Used widely in Statistics, Data Science, Economics, Biology, and Engineering.

The Model Equation

The simple linear regression model is:

\[Y_i = \beta_0 + \beta_1 X_i + \varepsilon_i\]

Symbol Meaning
\(\beta_0\) Intercept — value of \(Y\) when \(X = 0\)
\(\beta_1\) Slope — change in \(Y\) per unit increase in \(X\)
\(\varepsilon_i\) Error term, \(\varepsilon_i \sim \mathcal{N}(0,\, \sigma^2)\)

The predicted value: \(\hat{Y}_i = \hat{\beta}_0 + \hat{\beta}_1 X_i\)

Estimating Coefficients — OLS

We estimate coefficients by Ordinary Least Squares, minimizing:

\[\text{SSE} = \sum_{i=1}^{n}(Y_i - \hat{Y}_i)^2\]

The closed-form solutions are:

\[\hat{\beta}_1 = \frac{\sum_{i=1}^{n}(X_i - \bar{X})(Y_i - \bar{Y})}{\sum_{i=1}^{n}(X_i - \bar{X})^2}, \qquad \hat{\beta}_0 = \bar{Y} - \hat{\beta}_1\,\bar{X}\]

Our Example: mtcars Dataset

We model fuel efficiency (mpg) using car weight (wt):

\[\widehat{\text{mpg}} = \hat{\beta}_0 + \hat{\beta}_1 \times \text{wt}\]

─────────────────────────────────────
  Intercept  (β₀) :  37.2851
  Slope      (β₁) :  -5.3445
  R-squared       :   0.7528
  p-value  (β₁)   :  1.29e-10
─────────────────────────────────────

Every extra 1000 lbs reduces mpg by ~5.34 miles.

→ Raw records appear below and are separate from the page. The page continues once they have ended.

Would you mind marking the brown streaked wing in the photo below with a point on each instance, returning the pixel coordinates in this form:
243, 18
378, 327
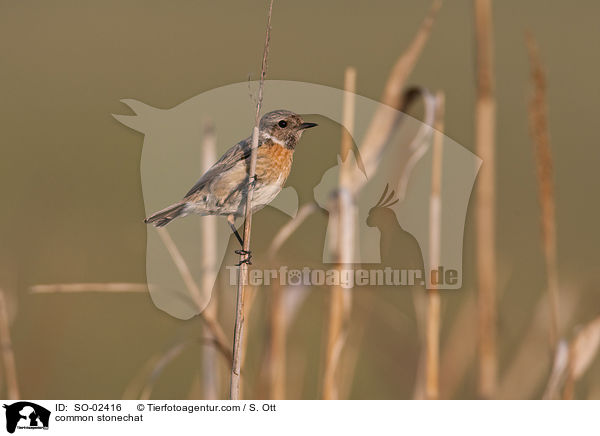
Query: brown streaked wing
238, 152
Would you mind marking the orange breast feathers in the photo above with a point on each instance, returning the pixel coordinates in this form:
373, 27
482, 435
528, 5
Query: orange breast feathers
273, 163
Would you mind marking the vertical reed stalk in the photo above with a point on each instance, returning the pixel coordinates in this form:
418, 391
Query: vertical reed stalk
341, 299
538, 121
8, 356
279, 318
485, 212
432, 334
210, 367
238, 333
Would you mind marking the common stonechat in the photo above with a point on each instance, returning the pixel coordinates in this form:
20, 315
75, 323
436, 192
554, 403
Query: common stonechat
222, 190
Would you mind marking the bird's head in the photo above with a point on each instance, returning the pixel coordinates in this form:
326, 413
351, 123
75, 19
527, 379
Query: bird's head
283, 127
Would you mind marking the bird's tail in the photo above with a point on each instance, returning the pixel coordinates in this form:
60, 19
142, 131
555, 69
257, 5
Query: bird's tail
166, 215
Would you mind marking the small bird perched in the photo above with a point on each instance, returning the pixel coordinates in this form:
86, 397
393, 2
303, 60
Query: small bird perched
222, 189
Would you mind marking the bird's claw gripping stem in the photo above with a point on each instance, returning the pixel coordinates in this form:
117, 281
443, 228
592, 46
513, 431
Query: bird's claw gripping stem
246, 260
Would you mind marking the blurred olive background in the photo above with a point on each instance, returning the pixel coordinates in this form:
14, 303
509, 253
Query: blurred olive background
72, 202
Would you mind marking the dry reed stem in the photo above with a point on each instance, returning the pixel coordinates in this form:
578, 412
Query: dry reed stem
8, 356
485, 212
343, 219
529, 364
210, 367
538, 120
384, 121
88, 287
459, 349
211, 322
238, 333
432, 335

Scatter Plot with Regression Line

Residual Diagnostics

R Code for This Analysis

library(ggplot2)
library(dplyr)
library(tibble)

# Step 1: Load data
data <- mtcars %>% rownames_to_column("car")

# Step 2: Fit model
model <- lm(mpg ~ wt, data = data)

# Step 3: View results
summary(model)

# Step 4: Add diagnostics
data <- data %>%
  mutate(fitted_values = fitted(model),
         residuals     = resid(model))

# Step 5: Plot
ggplot(data, aes(x = wt, y = mpg)) +
  geom_point(color = "#8C1D40", size = 3) +
  geom_smooth(method = "lm", se = TRUE) +
  theme_minimal()

3D Interactive Plot (Plotly)

mpg vs. weight and horsepower from mtcars

Goodness of Fit — R²

\(R^2\) measures how much variance in \(Y\) is explained by the model:

\[R^2 = 1 - \frac{\text{SSE}}{\text{SST}} = 1 - \frac{\sum(Y_i - \hat{Y}_i)^2}{\sum(Y_i - \bar{Y})^2}\]

Key Takeaways

Results from our model:

  • \(\hat{\beta}_1 \approx -5.34\) — each extra 1000 lbs reduces mpg by ~5.3
  • \(\hat{\beta}_0 \approx 37.29\) — theoretical mpg at zero weight
  • \(R^2 \approx 0.75\) — weight explains 75% of variance in fuel efficiency

Four assumptions to always verify:

  1. Linearity — relationship is truly linear
  2. Independence — observations are independent
  3. Homoscedasticity — residuals have constant variance
  4. Normality — residuals are approximately normal

Always inspect residual plots — a high R² alone is not enough!